Today, no single school has won the debate. The Experimental Approach remains the most influential in terms of funding, publication in top journals, and policy credibility, especially among organizations like the World Bank and major foundations. Yet its dominance has provoked a productive backlash. Quasi-experimental methods have become more sophisticated, with new techniques for handling multiple treatments, dynamic treatment effects, and spillovers. Theory-Based Impact Evaluation has gained traction in evaluation practice, particularly in agencies that require explicit theories of change. The Structural Econometric Approach has seen a revival in applied microeconomics, with researchers combining experimental or quasi-experimental identification with structural modeling to get the best of both worlds.
What the leading frameworks agree on is that the counterfactual is the central problem and that transparency about assumptions is essential. They disagree on what kind of evidence should be privileged. Experimentalists and quasi-experimentalists prioritize internal validity and see the average treatment effect as the primary output. Theory-based and structural evaluators prioritize understanding mechanisms and external validity, and they argue that a well-identified effect without a mechanism is incomplete. The deepest disagreement is about the role of models: structural econometricians build explicit behavioral models; experimentalists and quasi-experimentalists prefer to minimize modeling assumptions; theory-based evaluators use qualitative models of causal chains rather than formal mathematical ones.

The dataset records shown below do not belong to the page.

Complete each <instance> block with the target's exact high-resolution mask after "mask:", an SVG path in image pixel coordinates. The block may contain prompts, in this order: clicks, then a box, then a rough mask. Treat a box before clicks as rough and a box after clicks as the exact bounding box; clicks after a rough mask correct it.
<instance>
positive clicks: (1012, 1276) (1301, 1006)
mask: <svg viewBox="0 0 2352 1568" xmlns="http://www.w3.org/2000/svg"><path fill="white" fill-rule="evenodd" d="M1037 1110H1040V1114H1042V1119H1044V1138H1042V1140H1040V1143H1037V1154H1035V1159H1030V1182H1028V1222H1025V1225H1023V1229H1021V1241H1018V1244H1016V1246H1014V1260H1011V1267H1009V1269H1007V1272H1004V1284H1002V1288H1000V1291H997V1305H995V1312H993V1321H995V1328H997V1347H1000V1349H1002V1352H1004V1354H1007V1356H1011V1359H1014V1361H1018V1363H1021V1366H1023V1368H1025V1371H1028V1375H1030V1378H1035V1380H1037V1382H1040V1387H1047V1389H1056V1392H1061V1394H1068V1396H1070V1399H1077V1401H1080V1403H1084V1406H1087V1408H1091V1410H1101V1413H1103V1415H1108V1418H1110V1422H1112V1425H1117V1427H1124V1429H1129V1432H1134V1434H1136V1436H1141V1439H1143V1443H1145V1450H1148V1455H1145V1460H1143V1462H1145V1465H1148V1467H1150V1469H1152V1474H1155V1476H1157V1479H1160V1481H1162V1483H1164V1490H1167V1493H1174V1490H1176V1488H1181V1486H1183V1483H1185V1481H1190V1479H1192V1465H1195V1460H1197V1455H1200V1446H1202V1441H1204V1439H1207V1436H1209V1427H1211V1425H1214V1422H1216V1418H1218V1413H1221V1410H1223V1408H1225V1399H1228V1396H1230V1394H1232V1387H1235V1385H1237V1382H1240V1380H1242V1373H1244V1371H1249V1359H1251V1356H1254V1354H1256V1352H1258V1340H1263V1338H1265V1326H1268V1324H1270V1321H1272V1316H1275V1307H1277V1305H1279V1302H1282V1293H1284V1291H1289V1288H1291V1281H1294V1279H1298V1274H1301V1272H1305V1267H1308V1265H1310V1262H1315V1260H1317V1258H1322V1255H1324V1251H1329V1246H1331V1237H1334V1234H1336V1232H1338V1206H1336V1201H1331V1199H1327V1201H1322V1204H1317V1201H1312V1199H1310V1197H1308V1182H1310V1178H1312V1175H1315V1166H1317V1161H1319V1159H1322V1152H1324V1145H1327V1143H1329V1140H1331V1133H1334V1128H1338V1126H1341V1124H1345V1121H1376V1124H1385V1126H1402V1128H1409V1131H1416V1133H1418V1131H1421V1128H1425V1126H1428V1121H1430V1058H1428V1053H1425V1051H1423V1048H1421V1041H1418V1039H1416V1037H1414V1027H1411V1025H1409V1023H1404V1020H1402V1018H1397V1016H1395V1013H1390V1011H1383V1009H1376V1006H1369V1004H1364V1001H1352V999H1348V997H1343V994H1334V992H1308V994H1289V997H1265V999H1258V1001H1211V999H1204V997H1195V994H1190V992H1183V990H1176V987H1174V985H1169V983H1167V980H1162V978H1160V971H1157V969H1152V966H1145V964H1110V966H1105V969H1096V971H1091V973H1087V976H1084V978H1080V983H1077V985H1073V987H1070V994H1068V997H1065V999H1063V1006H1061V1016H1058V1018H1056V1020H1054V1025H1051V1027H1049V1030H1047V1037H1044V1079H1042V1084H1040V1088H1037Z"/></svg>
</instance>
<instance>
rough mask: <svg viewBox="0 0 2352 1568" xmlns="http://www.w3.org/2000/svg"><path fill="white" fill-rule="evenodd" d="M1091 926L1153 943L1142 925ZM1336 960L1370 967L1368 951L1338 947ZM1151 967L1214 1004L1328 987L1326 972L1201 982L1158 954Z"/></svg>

In practice, the field is moving toward combination strategies. Researchers increasingly embed qualitative mechanism testing within randomized trials, estimate structural models using experimental variation, and use quasi-experimental methods to test the external validity of experimental results. The four schools remain in living disagreement, but that disagreement has become the engine of methodological progress rather than a barrier to it. Impact evaluation today is defined not by a single orthodoxy but by a pluralist landscape in which the choice of method depends on the question, the context, and the kind of policy inference that is needed.